Shares of Gogo (NASDAQ:GOGO) closed 13.1% lower on Friday, having traded as much as 14% lower earlier in the day. The provider of in-flight broadband connectivity services reported strong first-quarter results with a mixed bag of full-year guidance, and investors decided to focus on the weak spots in that varied quilt of company news.
In the first quarter, Gogo's top-line sales rose 40% year over year to land at $232 million. The average analyst would have settled for $221 million. On the bottom line, a net loss of $0.34 per share was far smaller than the $0.52 loss per share that was reported in the year-ago quarter, and analysts had expected a $0.58 loss per share.
Management's full-year revenue guidance centered on $900 million, ahead of the Street's current $888 million consensus.

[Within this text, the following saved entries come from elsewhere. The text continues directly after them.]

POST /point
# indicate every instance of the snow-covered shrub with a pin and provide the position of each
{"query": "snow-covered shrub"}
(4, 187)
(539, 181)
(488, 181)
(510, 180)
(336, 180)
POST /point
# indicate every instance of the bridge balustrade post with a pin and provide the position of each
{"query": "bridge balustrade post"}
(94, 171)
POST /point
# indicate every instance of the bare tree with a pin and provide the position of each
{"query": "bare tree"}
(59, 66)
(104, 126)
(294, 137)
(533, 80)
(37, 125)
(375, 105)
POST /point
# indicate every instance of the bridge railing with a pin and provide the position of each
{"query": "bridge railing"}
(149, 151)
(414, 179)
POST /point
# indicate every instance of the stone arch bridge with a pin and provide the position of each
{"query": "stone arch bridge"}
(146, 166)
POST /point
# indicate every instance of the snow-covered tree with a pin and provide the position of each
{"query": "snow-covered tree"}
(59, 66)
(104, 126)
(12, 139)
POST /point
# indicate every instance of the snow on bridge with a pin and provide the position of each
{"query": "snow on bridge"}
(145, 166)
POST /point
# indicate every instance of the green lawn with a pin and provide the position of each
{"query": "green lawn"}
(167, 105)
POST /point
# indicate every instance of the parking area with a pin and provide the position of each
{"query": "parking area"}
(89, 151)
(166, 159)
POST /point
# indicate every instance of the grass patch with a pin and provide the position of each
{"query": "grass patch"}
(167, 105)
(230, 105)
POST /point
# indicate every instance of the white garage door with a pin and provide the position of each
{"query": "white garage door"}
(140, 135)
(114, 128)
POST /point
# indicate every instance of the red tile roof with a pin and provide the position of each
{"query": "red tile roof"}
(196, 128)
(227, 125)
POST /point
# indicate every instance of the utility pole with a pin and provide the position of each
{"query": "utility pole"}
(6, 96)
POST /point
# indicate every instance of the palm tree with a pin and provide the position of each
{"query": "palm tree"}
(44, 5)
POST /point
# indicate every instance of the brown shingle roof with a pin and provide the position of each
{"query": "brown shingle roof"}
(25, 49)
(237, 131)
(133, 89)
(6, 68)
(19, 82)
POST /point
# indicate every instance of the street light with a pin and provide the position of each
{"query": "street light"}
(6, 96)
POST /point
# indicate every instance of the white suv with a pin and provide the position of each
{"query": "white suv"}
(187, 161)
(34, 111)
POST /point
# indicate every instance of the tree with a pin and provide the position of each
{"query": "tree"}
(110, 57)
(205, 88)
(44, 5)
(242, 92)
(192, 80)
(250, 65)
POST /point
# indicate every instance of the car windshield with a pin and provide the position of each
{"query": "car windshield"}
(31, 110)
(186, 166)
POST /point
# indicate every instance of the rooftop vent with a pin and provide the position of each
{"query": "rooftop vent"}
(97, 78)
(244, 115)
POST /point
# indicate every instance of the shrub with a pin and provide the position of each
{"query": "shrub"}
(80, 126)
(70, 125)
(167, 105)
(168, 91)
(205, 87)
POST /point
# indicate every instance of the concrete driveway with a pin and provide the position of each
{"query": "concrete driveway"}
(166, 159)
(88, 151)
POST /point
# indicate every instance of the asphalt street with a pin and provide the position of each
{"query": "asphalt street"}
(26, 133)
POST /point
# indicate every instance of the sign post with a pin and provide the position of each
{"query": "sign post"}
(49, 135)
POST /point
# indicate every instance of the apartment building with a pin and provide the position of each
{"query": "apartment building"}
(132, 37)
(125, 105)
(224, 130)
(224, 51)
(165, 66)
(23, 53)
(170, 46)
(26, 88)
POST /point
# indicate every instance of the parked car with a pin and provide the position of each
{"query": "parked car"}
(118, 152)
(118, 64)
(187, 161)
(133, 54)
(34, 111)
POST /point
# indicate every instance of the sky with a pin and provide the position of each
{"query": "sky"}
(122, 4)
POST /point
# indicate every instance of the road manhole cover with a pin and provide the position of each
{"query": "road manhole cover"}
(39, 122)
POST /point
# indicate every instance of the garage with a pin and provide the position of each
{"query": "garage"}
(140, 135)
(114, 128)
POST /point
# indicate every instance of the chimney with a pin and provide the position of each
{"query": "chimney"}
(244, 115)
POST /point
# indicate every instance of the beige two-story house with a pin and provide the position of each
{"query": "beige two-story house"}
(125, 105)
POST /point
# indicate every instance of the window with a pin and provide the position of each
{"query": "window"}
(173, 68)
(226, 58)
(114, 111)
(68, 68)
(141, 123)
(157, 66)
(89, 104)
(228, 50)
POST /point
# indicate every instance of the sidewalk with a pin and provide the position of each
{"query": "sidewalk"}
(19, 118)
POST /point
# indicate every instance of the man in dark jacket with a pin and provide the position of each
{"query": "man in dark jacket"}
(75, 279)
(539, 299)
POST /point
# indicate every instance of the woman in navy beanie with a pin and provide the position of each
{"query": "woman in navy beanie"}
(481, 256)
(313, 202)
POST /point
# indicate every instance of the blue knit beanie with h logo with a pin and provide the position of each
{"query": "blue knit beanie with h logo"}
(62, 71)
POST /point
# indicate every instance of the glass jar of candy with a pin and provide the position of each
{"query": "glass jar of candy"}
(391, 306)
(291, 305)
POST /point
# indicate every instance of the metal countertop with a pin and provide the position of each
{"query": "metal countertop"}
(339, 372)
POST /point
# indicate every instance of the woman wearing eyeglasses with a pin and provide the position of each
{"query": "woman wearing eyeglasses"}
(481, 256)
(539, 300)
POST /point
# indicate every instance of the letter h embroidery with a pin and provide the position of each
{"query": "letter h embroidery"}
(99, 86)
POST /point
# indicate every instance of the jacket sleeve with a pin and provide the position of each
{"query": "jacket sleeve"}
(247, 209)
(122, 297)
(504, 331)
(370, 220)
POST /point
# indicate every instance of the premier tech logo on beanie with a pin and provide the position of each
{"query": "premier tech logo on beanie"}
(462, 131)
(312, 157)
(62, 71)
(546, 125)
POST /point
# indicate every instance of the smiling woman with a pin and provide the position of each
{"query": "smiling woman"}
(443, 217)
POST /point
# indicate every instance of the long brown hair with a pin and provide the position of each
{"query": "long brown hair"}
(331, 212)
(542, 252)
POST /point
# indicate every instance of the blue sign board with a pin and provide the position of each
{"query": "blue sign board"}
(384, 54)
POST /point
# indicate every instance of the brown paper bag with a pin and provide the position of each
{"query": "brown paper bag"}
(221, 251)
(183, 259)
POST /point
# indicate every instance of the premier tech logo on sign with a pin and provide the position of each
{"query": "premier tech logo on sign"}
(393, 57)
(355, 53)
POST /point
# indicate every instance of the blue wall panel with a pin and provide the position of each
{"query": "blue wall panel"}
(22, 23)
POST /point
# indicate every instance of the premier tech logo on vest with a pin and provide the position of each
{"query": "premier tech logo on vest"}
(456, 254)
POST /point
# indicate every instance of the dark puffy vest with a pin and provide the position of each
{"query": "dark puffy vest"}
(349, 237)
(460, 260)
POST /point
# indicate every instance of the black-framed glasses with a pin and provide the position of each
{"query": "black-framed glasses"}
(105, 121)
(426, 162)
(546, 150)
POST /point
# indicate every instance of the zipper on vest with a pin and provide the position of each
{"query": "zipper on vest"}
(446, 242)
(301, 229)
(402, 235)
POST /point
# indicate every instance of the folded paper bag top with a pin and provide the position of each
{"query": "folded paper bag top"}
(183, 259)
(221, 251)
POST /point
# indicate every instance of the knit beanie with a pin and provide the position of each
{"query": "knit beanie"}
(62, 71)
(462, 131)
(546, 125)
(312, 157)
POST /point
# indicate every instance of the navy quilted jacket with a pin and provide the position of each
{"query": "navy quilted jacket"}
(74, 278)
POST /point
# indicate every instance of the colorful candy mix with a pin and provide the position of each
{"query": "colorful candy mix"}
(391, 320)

But they also indicated that their earlier EBITDA profit target range of $75 to $100 million would be unreachable. That was enough to trigger a drastic sell-off of Gogo shares today.
The lowered EBITDA target is based on increased operating costs and lost sales, both related to reliability challenges around the next-generation 2Ku network systems. The antennas turned out to be sensitive to the de-icing fluid many airlines use for keeping their planes ice-free in the winter, which led to lower availability of high-speed internet services. The company has now worked out a solution but will need time to implement it, then get its clients to restart their stalled marketing programs for fast in-flight internet services.
Based on the timing of these fixes and of upcoming 2Ku installations, CFO Barry Rowan expects adjusted EBITDA profits to bottom out in the second quarter and rebound in the second half of the fiscal year like they did in 2017.
All told, Gogo shares have lost 30% of their value over the last 52 weeks. Execution problems overshadow a promising business model. I expect Gogo to bounce back eventually, but the stock could also fall further before starting that rebound.